Elizabeth Warren, challenging Scott Brown for his Senate seat from Masachusett, became the darling of progressives when she succinctly stated the "what's yours is ours" case"
There is nobody in this country who got rich on his own. Nobody. You built a factory out there — good for you. But I want to be clear. You moved your goods to market on the roads the rest of us paid for. You hired workers the rest of us paid to educate. You were safe in your factory because of police forces and fire forces that the rest of us paid for. .?.?. You built a factory and it turned into something terrific or a great idea — God bless, keep a big hunk of it. But part of the underlying social contract is you take a hunk of that and pay forward for the next kid who comes along.”
Then came the inveitable and welcome pushback from people near my end of the political spectrum who pointed out what collectivist drivel this was. George Will says it nicely:
Such an agenda's premise is that individualism is a chimera, that any individual's achievements should be considered entirely derivative from society, so the achievements need not be treated as belonging to the individual. Society is entitled to socialize — i.e., conscript — whatever portion it considers its share. It may, as an optional act of political grace, allow the individual the remainder of what is misleadingly called the individual's possession.
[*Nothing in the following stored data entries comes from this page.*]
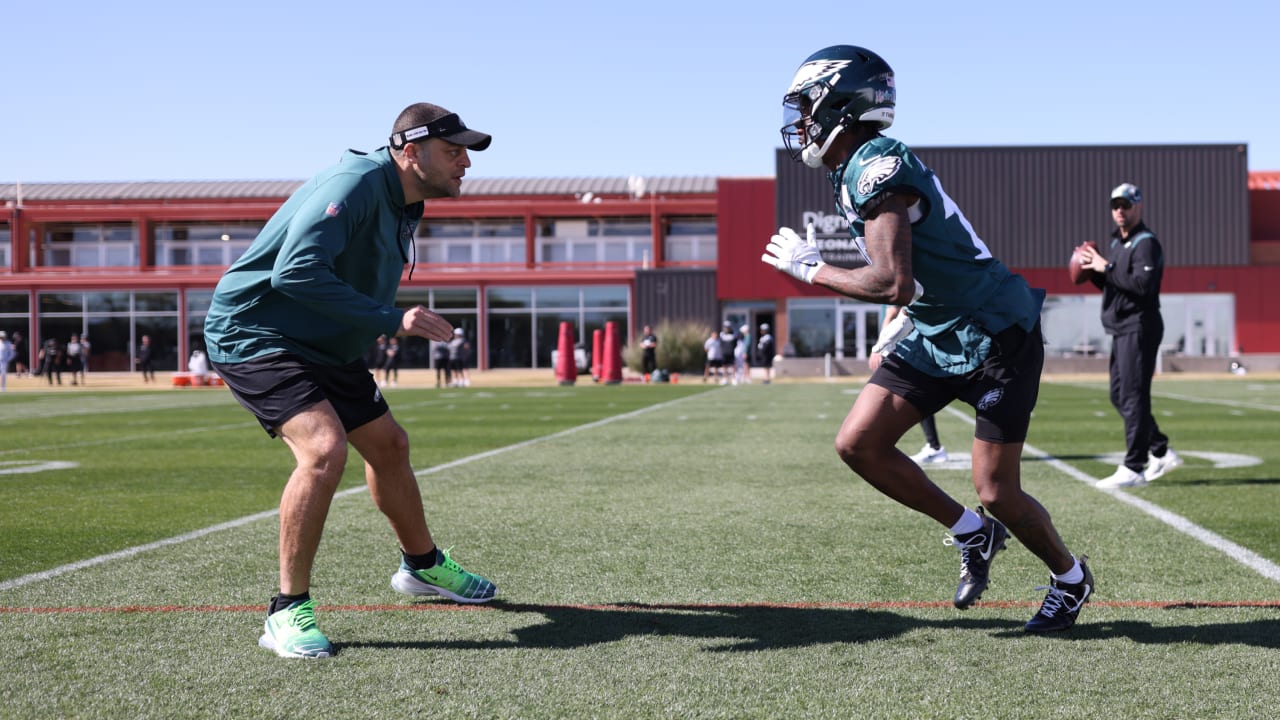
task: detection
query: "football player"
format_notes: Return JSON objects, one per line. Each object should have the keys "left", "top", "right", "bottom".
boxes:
{"left": 762, "top": 45, "right": 1092, "bottom": 632}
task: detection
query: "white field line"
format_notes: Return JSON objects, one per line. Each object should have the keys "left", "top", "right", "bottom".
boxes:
{"left": 1051, "top": 381, "right": 1280, "bottom": 413}
{"left": 0, "top": 393, "right": 708, "bottom": 592}
{"left": 0, "top": 422, "right": 256, "bottom": 457}
{"left": 940, "top": 405, "right": 1280, "bottom": 583}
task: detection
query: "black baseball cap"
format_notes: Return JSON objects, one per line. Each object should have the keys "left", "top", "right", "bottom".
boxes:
{"left": 390, "top": 103, "right": 491, "bottom": 151}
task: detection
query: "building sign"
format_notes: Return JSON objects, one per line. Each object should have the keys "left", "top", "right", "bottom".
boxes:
{"left": 774, "top": 149, "right": 869, "bottom": 269}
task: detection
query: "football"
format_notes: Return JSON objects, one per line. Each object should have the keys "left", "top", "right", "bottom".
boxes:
{"left": 1069, "top": 241, "right": 1098, "bottom": 285}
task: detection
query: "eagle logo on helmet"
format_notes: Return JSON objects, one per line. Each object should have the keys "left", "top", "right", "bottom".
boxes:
{"left": 787, "top": 59, "right": 852, "bottom": 94}
{"left": 856, "top": 155, "right": 903, "bottom": 196}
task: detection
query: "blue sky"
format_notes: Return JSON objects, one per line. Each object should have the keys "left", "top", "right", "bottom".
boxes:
{"left": 4, "top": 0, "right": 1277, "bottom": 183}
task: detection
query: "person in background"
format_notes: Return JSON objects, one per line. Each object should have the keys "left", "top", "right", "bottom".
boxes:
{"left": 382, "top": 336, "right": 401, "bottom": 387}
{"left": 703, "top": 329, "right": 723, "bottom": 384}
{"left": 733, "top": 324, "right": 752, "bottom": 385}
{"left": 872, "top": 307, "right": 947, "bottom": 465}
{"left": 136, "top": 335, "right": 156, "bottom": 382}
{"left": 756, "top": 323, "right": 776, "bottom": 384}
{"left": 0, "top": 331, "right": 13, "bottom": 392}
{"left": 66, "top": 333, "right": 85, "bottom": 386}
{"left": 80, "top": 334, "right": 92, "bottom": 377}
{"left": 639, "top": 325, "right": 658, "bottom": 383}
{"left": 40, "top": 338, "right": 63, "bottom": 385}
{"left": 448, "top": 328, "right": 471, "bottom": 387}
{"left": 11, "top": 332, "right": 28, "bottom": 377}
{"left": 370, "top": 335, "right": 389, "bottom": 380}
{"left": 202, "top": 102, "right": 497, "bottom": 659}
{"left": 1079, "top": 183, "right": 1181, "bottom": 488}
{"left": 718, "top": 321, "right": 738, "bottom": 386}
{"left": 433, "top": 340, "right": 451, "bottom": 388}
{"left": 189, "top": 347, "right": 211, "bottom": 385}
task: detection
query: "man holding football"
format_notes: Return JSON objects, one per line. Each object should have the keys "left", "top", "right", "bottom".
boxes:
{"left": 763, "top": 45, "right": 1092, "bottom": 632}
{"left": 1078, "top": 183, "right": 1181, "bottom": 488}
{"left": 205, "top": 102, "right": 498, "bottom": 659}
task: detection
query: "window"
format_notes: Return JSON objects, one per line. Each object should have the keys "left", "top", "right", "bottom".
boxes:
{"left": 155, "top": 221, "right": 261, "bottom": 266}
{"left": 37, "top": 290, "right": 179, "bottom": 372}
{"left": 371, "top": 287, "right": 480, "bottom": 369}
{"left": 537, "top": 217, "right": 652, "bottom": 266}
{"left": 486, "top": 285, "right": 630, "bottom": 368}
{"left": 43, "top": 223, "right": 137, "bottom": 268}
{"left": 0, "top": 223, "right": 9, "bottom": 269}
{"left": 417, "top": 218, "right": 525, "bottom": 266}
{"left": 665, "top": 216, "right": 717, "bottom": 263}
{"left": 1040, "top": 293, "right": 1236, "bottom": 358}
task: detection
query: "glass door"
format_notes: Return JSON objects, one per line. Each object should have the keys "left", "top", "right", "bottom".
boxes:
{"left": 836, "top": 304, "right": 881, "bottom": 361}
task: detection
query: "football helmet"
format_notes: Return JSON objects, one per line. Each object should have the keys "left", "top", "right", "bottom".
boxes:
{"left": 782, "top": 45, "right": 896, "bottom": 168}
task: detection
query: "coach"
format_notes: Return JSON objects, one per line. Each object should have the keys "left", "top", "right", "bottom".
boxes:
{"left": 1080, "top": 183, "right": 1182, "bottom": 488}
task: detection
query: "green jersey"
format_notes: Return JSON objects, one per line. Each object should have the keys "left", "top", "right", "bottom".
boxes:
{"left": 204, "top": 148, "right": 420, "bottom": 366}
{"left": 836, "top": 136, "right": 1044, "bottom": 376}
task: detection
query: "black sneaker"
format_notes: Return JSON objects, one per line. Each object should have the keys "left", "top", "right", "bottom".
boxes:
{"left": 1025, "top": 556, "right": 1094, "bottom": 633}
{"left": 945, "top": 507, "right": 1008, "bottom": 609}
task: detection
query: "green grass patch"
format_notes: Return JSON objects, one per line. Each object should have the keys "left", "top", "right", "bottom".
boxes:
{"left": 1, "top": 378, "right": 1277, "bottom": 719}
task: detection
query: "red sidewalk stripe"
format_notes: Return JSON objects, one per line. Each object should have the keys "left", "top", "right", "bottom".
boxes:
{"left": 2, "top": 599, "right": 1278, "bottom": 614}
Will says of Warren, as William Buckley said of Kenneth Galbraith, that she is "a pyromaniac in a field of straw men." She refutes something nobody claims, that we are all automomous individuals who owe nothing to the social context in which we operate. The social contract between the individual and the group is a given; the only thing to decide is how much weight we give each as we enter into negotiations. The emphasis in this country -- indeed, the whole point of the founding of this country -- is that the main purpose of the contract is to protect the rights of the individual, not the privileges of the group. Progressives don't like that whole concept, so their main mission, as Will says, is "to dilute the concept of individualism, thereby refuting respect for the individual's zone of sovereignty" in order to make it easier for our betters in the regulatory state.